Hermodsson Y, Ekdahl C, Persson B M
Department of Orthopaedics, Helsingborg Hospital, Sweden.
Scand J Caring Sci. 1998;12(2):73-80.
All 112 patients (55 females and 57 males) with a primary unilateral trans-tibial amputation for vascular disease performed in one year at all five hospitals in Malmöhus county, Sweden were examined at 6 months according to the prosthetic function and prospectively followed-up 8 years after the amputation for survival, and prosthetic fitting. The prosthetic function was re-examined among the survivors 8 years postoperatively. At 6 months 50% were fitted with a prosthesis and later (up to 8 years) a further 13%, in total 32 females and 39 males. The mortality at 6 months was 33%, at 2 years 47% and at 8 years 92%. Age at amputation (p = 0.015), to be amputated on the left leg (p = 0.0004), to be able to walk alone outdoors before the amputation (p = 0.007) and not using a wheelchair (p = 0.02) were all found to be statistically significant predictors for receiving a prosthesis. Predictors for good function with the prosthesis 6 months postoperatively was male sex (23 of 57 vs 8 of 55 females) (p = 0.006) and greater ability to walk alone outdoors before the amputation (p = 0.01). There was no significant age difference in this comparison. The finding that it is more favourable to be amputated on the left leg merits further study.

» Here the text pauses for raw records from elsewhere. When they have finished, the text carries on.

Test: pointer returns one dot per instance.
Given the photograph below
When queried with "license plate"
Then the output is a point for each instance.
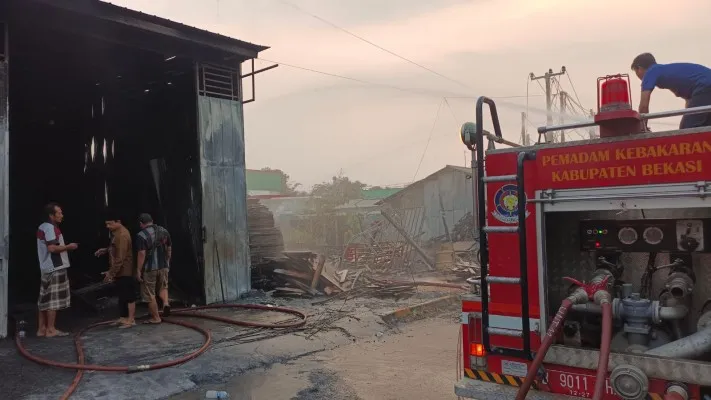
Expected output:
(578, 385)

瑞典斯科讷郡所有五家医院在一年内因血管疾病进行原发性单侧经胫骨截肢手术的112例患者(55例女性和57例男性),在术后6个月时根据假肢功能进行了检查,并在截肢后8年对生存情况和假肢适配情况进行了前瞻性随访。在术后8年对幸存者的假肢功能进行了复查。术后6个月时,50%的患者安装了假肢,之后(直至8年)又有13%的患者安装了假肢,总计32名女性和39名男性。术后6个月的死亡率为33%,2年时为47%,8年时为92%。截肢时的年龄(p = 0.015)、左腿截肢(p = 0.0004)、截肢前能够独自在户外行走(p = 0.007)以及不使用轮椅(p = 0.02)均被发现是接受假肢的统计学显著预测因素。术后6个月假肢功能良好的预测因素为男性(57名男性中有23名,55名女性中有8名)(p = 0.006)以及截肢前独自在户外行走的能力更强(p = 0.01)。在此比较中年龄无显著差异。左腿截肢更有利这一发现值得进一步研究。